Something's definitely wrong here. Even this compiles!

fn parse<T: Default>() -> Option<T> {
    Some(T::default())
}

fn main() {
    let msg = match parse() {
        Some(ok) => ok,
        None => return,
    };
    println!("{:?}", msg);
}

This still compiles with msg: i32, so I have no idea why it thinks that msg should be inferred as (). If I use println!("{}", msg); then it complains about () not implementing Display.

An even further simplified example also compiles:

fn parse()<T>() -> Option<T> {
    println!("type used: {}", std::any::type_name::<T>());
    None
}

fn main() {
    let _v = match parse() {
        Some(v) => v,
        None => return,
    };
}

If I remove the match statement, it stops working. This can work with _v being any type, and we can observe that it chooses ().

Maybe this has something to do with how return expressions have their type inferred?

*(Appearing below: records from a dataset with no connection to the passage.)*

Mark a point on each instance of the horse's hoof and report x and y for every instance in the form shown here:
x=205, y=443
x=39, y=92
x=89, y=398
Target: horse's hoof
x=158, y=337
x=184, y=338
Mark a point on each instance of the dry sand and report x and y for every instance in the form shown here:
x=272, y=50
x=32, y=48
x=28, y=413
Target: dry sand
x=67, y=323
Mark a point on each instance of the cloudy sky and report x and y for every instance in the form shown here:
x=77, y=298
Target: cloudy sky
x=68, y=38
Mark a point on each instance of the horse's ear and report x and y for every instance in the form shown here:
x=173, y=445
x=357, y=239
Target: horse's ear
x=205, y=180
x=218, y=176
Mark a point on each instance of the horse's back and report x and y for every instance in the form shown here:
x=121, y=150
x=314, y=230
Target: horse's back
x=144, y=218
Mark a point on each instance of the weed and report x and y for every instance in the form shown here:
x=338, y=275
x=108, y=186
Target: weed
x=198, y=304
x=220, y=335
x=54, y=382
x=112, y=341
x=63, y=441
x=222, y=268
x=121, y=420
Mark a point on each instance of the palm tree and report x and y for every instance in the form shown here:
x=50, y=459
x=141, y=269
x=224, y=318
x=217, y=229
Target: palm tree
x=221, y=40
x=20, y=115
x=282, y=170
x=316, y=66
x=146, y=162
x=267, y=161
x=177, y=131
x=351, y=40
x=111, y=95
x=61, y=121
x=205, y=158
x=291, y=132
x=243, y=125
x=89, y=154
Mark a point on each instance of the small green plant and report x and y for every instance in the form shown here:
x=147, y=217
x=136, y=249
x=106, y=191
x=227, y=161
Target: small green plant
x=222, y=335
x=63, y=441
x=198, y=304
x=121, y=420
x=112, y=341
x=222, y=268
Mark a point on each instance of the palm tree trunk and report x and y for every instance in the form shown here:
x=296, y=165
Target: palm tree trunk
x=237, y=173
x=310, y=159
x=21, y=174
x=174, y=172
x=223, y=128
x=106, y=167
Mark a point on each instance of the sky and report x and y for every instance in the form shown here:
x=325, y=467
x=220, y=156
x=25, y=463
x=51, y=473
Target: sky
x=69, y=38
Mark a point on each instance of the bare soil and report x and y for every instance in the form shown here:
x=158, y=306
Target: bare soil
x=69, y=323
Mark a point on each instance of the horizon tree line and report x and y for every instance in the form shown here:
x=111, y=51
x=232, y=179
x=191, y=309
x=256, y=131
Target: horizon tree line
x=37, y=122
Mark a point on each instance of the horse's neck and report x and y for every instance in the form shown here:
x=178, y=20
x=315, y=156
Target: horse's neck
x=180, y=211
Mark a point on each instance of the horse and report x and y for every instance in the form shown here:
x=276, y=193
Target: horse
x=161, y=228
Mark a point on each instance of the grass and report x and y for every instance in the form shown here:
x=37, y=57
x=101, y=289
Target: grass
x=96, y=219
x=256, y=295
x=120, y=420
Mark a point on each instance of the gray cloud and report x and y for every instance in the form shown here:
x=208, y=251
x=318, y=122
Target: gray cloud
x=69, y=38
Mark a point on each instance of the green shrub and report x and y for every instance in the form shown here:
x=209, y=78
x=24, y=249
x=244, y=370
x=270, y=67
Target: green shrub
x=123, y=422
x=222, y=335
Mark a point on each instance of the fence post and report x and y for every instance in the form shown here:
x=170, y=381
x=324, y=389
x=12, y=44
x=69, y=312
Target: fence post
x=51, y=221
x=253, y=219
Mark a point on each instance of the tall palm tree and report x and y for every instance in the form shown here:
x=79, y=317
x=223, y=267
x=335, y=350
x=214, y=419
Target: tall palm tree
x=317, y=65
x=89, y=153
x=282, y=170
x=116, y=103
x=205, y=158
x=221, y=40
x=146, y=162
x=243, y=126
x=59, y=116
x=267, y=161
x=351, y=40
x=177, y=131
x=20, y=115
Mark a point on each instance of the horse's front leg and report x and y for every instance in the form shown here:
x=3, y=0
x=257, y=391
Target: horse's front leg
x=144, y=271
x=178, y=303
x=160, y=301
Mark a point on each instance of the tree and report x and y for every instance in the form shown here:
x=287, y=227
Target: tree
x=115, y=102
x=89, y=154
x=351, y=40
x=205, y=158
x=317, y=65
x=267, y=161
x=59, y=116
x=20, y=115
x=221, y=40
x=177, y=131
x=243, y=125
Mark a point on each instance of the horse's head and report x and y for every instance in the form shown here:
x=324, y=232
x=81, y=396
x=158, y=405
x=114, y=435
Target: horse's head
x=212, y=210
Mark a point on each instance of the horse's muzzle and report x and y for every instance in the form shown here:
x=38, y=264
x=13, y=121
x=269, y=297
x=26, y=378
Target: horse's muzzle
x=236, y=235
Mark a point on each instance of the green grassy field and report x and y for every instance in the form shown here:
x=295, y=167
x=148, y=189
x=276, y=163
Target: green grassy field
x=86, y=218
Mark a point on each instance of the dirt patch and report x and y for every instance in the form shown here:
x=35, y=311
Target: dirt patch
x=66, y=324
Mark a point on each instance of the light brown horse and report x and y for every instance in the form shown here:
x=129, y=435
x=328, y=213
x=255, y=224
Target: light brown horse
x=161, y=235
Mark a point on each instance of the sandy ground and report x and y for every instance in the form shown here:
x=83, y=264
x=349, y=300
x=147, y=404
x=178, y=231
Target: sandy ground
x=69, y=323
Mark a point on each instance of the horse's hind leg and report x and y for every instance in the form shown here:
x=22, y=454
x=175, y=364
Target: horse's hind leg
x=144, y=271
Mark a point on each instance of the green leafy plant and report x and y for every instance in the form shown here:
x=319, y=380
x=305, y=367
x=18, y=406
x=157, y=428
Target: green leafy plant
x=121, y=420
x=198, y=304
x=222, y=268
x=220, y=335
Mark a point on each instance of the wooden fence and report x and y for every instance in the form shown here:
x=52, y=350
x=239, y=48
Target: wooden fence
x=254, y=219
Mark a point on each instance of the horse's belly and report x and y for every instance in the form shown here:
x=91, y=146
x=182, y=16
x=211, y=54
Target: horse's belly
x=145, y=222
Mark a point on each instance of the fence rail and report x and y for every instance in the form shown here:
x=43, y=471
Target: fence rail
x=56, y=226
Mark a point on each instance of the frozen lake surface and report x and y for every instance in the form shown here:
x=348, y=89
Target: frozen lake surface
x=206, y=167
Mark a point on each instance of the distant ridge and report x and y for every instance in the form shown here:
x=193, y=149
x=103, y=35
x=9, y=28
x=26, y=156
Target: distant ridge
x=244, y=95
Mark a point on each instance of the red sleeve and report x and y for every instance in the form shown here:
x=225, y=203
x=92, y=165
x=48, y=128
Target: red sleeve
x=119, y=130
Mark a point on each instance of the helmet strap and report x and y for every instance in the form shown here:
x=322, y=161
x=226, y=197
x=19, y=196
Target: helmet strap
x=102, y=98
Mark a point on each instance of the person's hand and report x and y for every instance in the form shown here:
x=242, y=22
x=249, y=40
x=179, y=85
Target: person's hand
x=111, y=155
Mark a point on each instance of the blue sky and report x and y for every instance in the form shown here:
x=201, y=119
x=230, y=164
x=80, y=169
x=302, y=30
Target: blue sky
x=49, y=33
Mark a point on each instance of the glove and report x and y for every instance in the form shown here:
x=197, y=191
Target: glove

If you enable #![feature(never_type)], then it will infer that type instead (and complain about ! not implementing the traits required, if any):

#![feature(never_type)]

fn parse<T: Default>() -> Option<T> {
    Some(T::default())
}

fn main() {
    let _v = match parse() {
        Some(v) => v,
        None => return,
    };
}
error[E0277]: the trait bound `!: std::default::Default` is not satisfied
 --> src/main.rs:7:20
  |
2 | fn parse<T: Default>() -> Option<T> {
  |    -----    ------- required by this bound in `parse`
...
7 |     let _v = match parse() {
  |                    ^^^^^ the trait `std::default::Default` is not implemented for `!`
  |
  = note: the trait is implemented for `()`. Possibly this error has been caused by changes to Rust's type-inference algorithm (see: https://github.com/rust-lang/rust/issues/48950 for more info). Consider whether you meant to use the type `()` here instead.
4 Likes

Yes, this seems to be it! How did I miss that. That is why ? and match work, but unwrap doesn't. Currently, return and other constructs that should return ! default to (), Rust then assumes both branches have the same type, and then propagates that information to parse.